T5-small Texas Legislative Summarization
This model is a fine-tuned version of google/t5-small for summarizing Texas legislative bills. It was trained on a dataset of Texas legislative bills and their corresponding summaries, with a focus on long document summarization.
Model Details
- Model Name: T5-small Texas Legislative Summarization
- Base Model: google/t5-small
- Model Type: Seq2Seq Language Model
- Architecture: T5ForConditionalGeneration
- Language: English
- License: Apache 2.0
Model Description
It is important to note this model is not the best case trained but an example use case.
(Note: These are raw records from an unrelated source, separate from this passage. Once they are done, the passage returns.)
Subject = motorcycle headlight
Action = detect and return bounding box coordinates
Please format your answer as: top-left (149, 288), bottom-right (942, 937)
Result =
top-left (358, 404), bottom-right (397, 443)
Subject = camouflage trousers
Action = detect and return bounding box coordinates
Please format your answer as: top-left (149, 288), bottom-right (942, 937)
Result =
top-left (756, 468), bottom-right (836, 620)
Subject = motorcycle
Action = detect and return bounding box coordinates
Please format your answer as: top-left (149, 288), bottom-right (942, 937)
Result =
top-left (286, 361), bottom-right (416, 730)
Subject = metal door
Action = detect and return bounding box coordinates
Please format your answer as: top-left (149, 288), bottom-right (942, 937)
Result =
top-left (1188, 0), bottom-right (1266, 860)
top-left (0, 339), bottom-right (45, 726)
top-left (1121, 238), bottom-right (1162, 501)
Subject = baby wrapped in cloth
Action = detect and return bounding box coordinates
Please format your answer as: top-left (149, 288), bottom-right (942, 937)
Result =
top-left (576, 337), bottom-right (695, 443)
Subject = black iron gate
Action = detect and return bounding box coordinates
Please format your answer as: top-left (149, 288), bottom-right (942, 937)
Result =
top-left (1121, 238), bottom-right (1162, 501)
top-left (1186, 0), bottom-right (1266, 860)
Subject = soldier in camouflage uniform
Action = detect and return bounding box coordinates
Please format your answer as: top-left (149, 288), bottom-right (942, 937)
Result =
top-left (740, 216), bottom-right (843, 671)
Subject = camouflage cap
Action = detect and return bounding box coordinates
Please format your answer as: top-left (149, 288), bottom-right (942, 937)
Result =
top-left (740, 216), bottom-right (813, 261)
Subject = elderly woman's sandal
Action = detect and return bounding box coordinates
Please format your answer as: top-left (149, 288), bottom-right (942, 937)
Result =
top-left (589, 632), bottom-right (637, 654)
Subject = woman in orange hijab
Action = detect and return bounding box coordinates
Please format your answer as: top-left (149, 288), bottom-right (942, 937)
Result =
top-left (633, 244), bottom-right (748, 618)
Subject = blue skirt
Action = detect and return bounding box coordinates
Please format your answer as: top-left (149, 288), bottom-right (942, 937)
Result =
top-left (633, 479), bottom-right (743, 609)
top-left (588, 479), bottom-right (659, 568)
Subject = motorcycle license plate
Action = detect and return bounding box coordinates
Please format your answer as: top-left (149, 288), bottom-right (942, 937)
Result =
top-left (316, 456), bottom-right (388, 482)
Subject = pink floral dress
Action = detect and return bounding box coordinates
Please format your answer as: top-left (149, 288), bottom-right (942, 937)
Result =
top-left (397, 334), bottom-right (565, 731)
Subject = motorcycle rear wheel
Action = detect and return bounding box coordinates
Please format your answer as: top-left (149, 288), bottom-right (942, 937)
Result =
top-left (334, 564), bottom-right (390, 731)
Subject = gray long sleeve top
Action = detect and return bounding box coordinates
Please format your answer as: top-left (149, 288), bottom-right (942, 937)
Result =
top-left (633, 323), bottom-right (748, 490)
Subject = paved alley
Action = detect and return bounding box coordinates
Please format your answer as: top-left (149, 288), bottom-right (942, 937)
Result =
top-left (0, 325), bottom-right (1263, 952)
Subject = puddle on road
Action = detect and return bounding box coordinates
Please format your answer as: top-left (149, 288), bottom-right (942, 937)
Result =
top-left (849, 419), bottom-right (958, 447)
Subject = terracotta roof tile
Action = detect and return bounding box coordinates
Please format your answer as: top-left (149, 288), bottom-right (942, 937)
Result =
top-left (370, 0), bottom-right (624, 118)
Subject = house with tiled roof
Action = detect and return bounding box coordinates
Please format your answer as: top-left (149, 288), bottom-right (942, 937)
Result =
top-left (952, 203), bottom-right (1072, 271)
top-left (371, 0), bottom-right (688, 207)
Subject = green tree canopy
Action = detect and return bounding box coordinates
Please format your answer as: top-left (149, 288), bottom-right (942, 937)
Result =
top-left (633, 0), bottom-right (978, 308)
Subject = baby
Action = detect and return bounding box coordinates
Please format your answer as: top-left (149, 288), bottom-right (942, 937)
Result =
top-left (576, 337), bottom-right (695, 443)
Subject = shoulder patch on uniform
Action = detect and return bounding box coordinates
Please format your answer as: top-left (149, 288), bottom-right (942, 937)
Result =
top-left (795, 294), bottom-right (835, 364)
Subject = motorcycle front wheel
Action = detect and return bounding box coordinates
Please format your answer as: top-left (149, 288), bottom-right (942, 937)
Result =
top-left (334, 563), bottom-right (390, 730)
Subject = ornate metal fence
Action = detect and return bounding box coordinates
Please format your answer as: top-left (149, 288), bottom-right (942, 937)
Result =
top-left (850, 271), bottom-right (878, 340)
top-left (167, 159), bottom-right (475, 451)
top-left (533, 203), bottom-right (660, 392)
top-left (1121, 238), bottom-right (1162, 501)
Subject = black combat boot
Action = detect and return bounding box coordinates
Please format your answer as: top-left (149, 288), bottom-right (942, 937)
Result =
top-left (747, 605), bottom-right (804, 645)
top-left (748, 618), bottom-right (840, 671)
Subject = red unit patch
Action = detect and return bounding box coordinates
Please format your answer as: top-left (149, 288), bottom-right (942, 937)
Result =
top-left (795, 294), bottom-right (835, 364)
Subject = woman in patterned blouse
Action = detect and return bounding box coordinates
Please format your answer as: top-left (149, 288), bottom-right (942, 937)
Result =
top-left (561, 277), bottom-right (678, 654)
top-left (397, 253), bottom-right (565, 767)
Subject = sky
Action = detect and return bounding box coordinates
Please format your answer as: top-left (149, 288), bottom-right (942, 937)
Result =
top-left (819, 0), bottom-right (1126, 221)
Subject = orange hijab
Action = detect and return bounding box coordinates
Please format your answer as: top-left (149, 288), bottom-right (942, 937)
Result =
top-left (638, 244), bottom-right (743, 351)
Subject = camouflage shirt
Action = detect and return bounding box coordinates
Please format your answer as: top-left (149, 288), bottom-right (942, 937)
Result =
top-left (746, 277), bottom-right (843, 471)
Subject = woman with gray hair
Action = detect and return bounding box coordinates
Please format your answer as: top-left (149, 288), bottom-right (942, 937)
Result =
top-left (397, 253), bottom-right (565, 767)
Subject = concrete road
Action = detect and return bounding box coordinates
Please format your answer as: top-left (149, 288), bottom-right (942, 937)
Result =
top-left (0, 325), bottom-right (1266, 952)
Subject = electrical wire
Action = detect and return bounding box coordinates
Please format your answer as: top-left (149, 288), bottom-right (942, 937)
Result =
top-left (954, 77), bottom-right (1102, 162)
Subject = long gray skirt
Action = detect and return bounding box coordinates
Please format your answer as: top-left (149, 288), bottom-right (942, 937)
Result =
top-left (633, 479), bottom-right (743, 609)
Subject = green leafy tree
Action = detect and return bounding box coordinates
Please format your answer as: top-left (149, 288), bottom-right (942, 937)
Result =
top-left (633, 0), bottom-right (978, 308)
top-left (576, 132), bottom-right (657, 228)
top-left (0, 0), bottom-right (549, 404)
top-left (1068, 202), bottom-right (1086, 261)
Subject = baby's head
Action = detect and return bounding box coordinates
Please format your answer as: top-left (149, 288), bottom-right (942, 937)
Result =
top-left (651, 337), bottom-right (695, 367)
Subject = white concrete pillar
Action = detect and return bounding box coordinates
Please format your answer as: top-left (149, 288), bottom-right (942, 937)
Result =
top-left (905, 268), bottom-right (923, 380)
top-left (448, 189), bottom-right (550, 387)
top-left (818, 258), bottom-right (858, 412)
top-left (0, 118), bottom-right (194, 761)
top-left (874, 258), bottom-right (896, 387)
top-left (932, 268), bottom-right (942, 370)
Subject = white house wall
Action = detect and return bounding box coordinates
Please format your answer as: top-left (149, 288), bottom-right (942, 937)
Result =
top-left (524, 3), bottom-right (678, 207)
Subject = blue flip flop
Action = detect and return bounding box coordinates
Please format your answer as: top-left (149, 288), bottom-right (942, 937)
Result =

This model takes the enrolled text of a Texas legislative bill as input and generates a concise summary. It aims to capture the key points of the bill in a shorter, more accessible format. Due to the length and complexity of legislative documents, the model is designed to handle long-document summarization.
Intended Use
This model can be used for:
- Summarizing Texas legislative bills for easier understanding.
- Providing a quick overview of bill content for researchers, journalists, and the general public.
- Automating the summarization process to save time and resources.
Training Data
The model was trained on a custom dataset of Texas legislative bills and their summaries. The dataset was created from:
- Source:
cleaned_texas_leg_data.json
(This file is not publicly available and would need to be replaced with a public dataset or a description of how to create one). - Source Text Column:
enrolled_text
- Target Text Column:
summary_text
- Data Preprocessing: Data was loaded, split into training and testing sets (80/20 split), and tokenized using the T5 tokenizer.
Training Procedure
The model was fine-tuned using the following parameters:
- Model:
google/t5-small
- Training Framework: Transformers library using
Seq2SeqTrainer
- Optimizer: Adafactor
- Loss Function: Cross-Entropy Loss
- Epochs: 5
- Batch Size: 1 (per device)
- Gradient Accumulation Steps: 4
- Learning Rate: 1e-05
- Weight Decay: 0.0
- FP16 Training: Enabled
- Gradient Checkpointing: Enabled
- Evaluation Strategy: Epoch
- Save Strategy: Epoch
- Early Stopping: Enabled (patience=3, threshold=0.01)
- Random Seed: 42
- Max Source Length: 4979
- Max Target Length: 752
- Prefix:
"summarize: "
Hyperparameter Tuning
A hyperparameter search was conducted to find the optimal training configuration. The following hyperparameters were explored:
- Learning Rates:
[1e-5, 2e-5, 3e-5, 4e-5, 5e-5, 6e-5]
- Weight Decays:
[0.0, 0.01, 0.015, 0.001, 0.005]
- Gradient Accumulation Steps:
[4]
The best model was selected based on the lowest perplexity on the evaluation set.
Best Parameters:
- Learning Rate: 1e-05
- Weight Decay: 0.0
- Gradient Accumulation Steps: 4
- Perplexity: N/A
Evaluation
The model was evaluated on a held-out test set using the following metrics:
- ROUGE (Rouge1, Rouge2, RougeL): Measures the overlap of n-grams between the generated summaries and the reference summaries.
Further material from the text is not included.